FAO has honored three national institutions and four individuals for outstanding contributions in the field of food and agricultural development. The awards, named for former FAO directors-general, were announced during the Organization's 28th biennial conference held in Rome last 20 October to 2 November. The Edouard Saouma Award recognizes institutions that have implemented with particular efficiency projects funded by FAO's Technical Cooperation Programme.
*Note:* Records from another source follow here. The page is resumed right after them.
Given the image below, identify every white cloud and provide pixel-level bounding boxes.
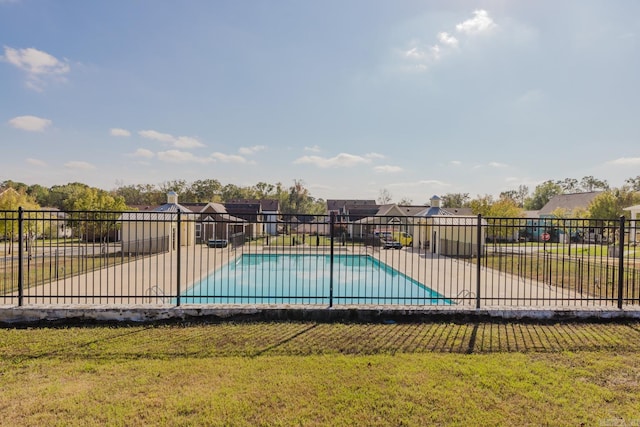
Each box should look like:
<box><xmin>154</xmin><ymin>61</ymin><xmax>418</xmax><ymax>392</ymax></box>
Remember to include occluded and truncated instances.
<box><xmin>173</xmin><ymin>136</ymin><xmax>204</xmax><ymax>148</ymax></box>
<box><xmin>438</xmin><ymin>31</ymin><xmax>458</xmax><ymax>47</ymax></box>
<box><xmin>64</xmin><ymin>161</ymin><xmax>96</xmax><ymax>171</ymax></box>
<box><xmin>404</xmin><ymin>47</ymin><xmax>427</xmax><ymax>59</ymax></box>
<box><xmin>489</xmin><ymin>162</ymin><xmax>507</xmax><ymax>168</ymax></box>
<box><xmin>388</xmin><ymin>179</ymin><xmax>450</xmax><ymax>189</ymax></box>
<box><xmin>456</xmin><ymin>9</ymin><xmax>497</xmax><ymax>35</ymax></box>
<box><xmin>400</xmin><ymin>10</ymin><xmax>497</xmax><ymax>72</ymax></box>
<box><xmin>293</xmin><ymin>153</ymin><xmax>375</xmax><ymax>168</ymax></box>
<box><xmin>9</xmin><ymin>116</ymin><xmax>52</xmax><ymax>132</ymax></box>
<box><xmin>109</xmin><ymin>128</ymin><xmax>131</xmax><ymax>136</ymax></box>
<box><xmin>27</xmin><ymin>158</ymin><xmax>47</xmax><ymax>167</ymax></box>
<box><xmin>158</xmin><ymin>150</ymin><xmax>211</xmax><ymax>163</ymax></box>
<box><xmin>607</xmin><ymin>157</ymin><xmax>640</xmax><ymax>166</ymax></box>
<box><xmin>373</xmin><ymin>165</ymin><xmax>404</xmax><ymax>173</ymax></box>
<box><xmin>238</xmin><ymin>145</ymin><xmax>267</xmax><ymax>156</ymax></box>
<box><xmin>129</xmin><ymin>148</ymin><xmax>154</xmax><ymax>159</ymax></box>
<box><xmin>138</xmin><ymin>129</ymin><xmax>204</xmax><ymax>148</ymax></box>
<box><xmin>211</xmin><ymin>152</ymin><xmax>249</xmax><ymax>163</ymax></box>
<box><xmin>138</xmin><ymin>130</ymin><xmax>176</xmax><ymax>143</ymax></box>
<box><xmin>419</xmin><ymin>179</ymin><xmax>449</xmax><ymax>187</ymax></box>
<box><xmin>0</xmin><ymin>46</ymin><xmax>71</xmax><ymax>91</ymax></box>
<box><xmin>516</xmin><ymin>89</ymin><xmax>544</xmax><ymax>106</ymax></box>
The 1994-95 award went jointly to the Instituto de Investigaciones Agropecuarias of Chile for introducing biological control technology against the immediate threat of a Russian wheat aphid invasion (TCP/CHI/0153), to the All India Institute of Hygiene and Public Health for creating a process that improved food quality and safety in Calcutta (TCP/IND/0155) and to the Horticulture Crops Division of the Ministry of Agriculture and the National Horticultural Research Station in Kenya for reversing a decline in the production of Asian vegetables and creating a dynamic new sector satisfying local demand and export requirements (TCP/KEN/0054).

The Boerma Award singles out journalists who have helped to focus public attention on important aspects of food problems and stimulated interest in and support for measures leading to their solution. The joint winners for 1994-95 were Fawzia El-Moualled of Egypt “for her strong commitment and significant contribution over the past 40 years, both on radio and in print, to development issues, particularly with regard to the rural population,” and Michael Pickstock of the United Kingdom “for the dedication shown throughout his career to covering agriculture in developing countries, particularly with regard to increasing food production through sustainable agricultural development and for the contribution he made to improving public awareness and understanding.”

The annual B.R. Sen Award recognizes the achievements of FAO field officers. The 1994 award went to Seiichi Etoh of Japan for his work in fisheries development in Eritrea and the 1995 award to Roberto Samanez-Mercado of Brazil for his work on the Amazon Cooperation Treaty in Colombia, Ecuador and Peru.

MISSION IMPOSSIBLE - BUT COMPLETED

It was more like another sequel to “Raiders of the Lost Ark” than your usual internal audit. In true Indiana Jones style, one intrepid auditor crossed the Congo by boat. Another braved the Syrian Desert in a car. And still another arrived at his destination in the midst of a coup d't. The more fortunate only had to contend with airline strikes, flight cancellations and travellers' ailments. It was all in the interests of completing what G. Peter Wilson, director of the FAO Office of Internal Audit, Inspection and Management Control, calls “perhaps the most comprehensive global internal audit undertaking ever performed in the United Nations system.” In order to assess the overall quality of management of field operations, FAO Director-General Jacques Diouf had requested an up-to-date audit of the five FAO regional offices and 75 field offices around the world - in the space of five weeks. It was July, and due to vacations, illness and unfilled posts, only four of the 14 auditors the project required were on hand. Leaves were cancelled, auditors were borrowed from other departments and two were brought out of retirement. Each was assigned a “cluster” of offices according to geographic location, logistics and language. They were briefed, supplied with visas, medical clearance, travel advances and tickets and sent on their way to 54 countries. Twenty days after the office had received the request, the first reports started coming in on a special fax set up for the purpose. Rome staff reviewed and cleared the drafts as they arrived, delivering them to the director-general's office with a daily status report. Not only was the deadline met, Wilson reported in the International Journal of Government Auditing, but “the enthusiasm displayed by the whole audit team has had a powerful impact on other staff members in terms of their acceptance and
support for the changes being made in the Organization.”